Taliban mengatakan bahwa sekolah dan universitas hanya ditutup sementara untuk perempuan dan anak perempuan sampai "lingkungan yang sesuai" dapat diciptakan. Jelas bahwa ada perpecahan dalam pemerintahan Taliban mengenai masalah ini, tetapi sejauh ini upaya apa pun yang dilakukan oleh mereka yang percaya bahwa anak perempuan harus diizinkan untuk belajar tidak membuahkan hasil.
Untuk mengatasi ruang publik yang menyusut bagi perempuan, Laila Basim telah ikut mendirikan perpustakaan untuk perempuan di Kabul yang kami kunjungi pada November tahun lalu. Ribuan buku tersusun rapi di rak yang menutupi tiga dinding ruangan. Wanita datang untuk membaca buku, dan terkadang hanya untuk bertemu satu sama lain - pelarian dari berada di dalam ruangan di rumah mereka.

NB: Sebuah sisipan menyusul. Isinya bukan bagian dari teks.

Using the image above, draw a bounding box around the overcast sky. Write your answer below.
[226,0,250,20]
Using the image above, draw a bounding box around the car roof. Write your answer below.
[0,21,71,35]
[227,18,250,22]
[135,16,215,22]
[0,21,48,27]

Sekarang perpustakaan ditutup.
"Dua kali ketika Taliban menutup perpustakaan, kami berhasil membukanya kembali. Tapi ancaman meningkat dari hari ke hari. Saya mendapat telepon yang mengatakan betapa beraninya saya membuka perpustakaan untuk wanita. Begitu mereka datang ke perpustakaan dan mengatakan kepada wanita bahwa mereka tidak punya kan untuk membaca buku," terangnya.
"Terlalu berisiko untuk menjalankannya, jadi saya harus mengambil keputusan yang tak terelakkan untuk menutupnya,” ungkapnya.
Dia mengatakan akan terus mencari cara lain untuk melawan kebijakan Taliban.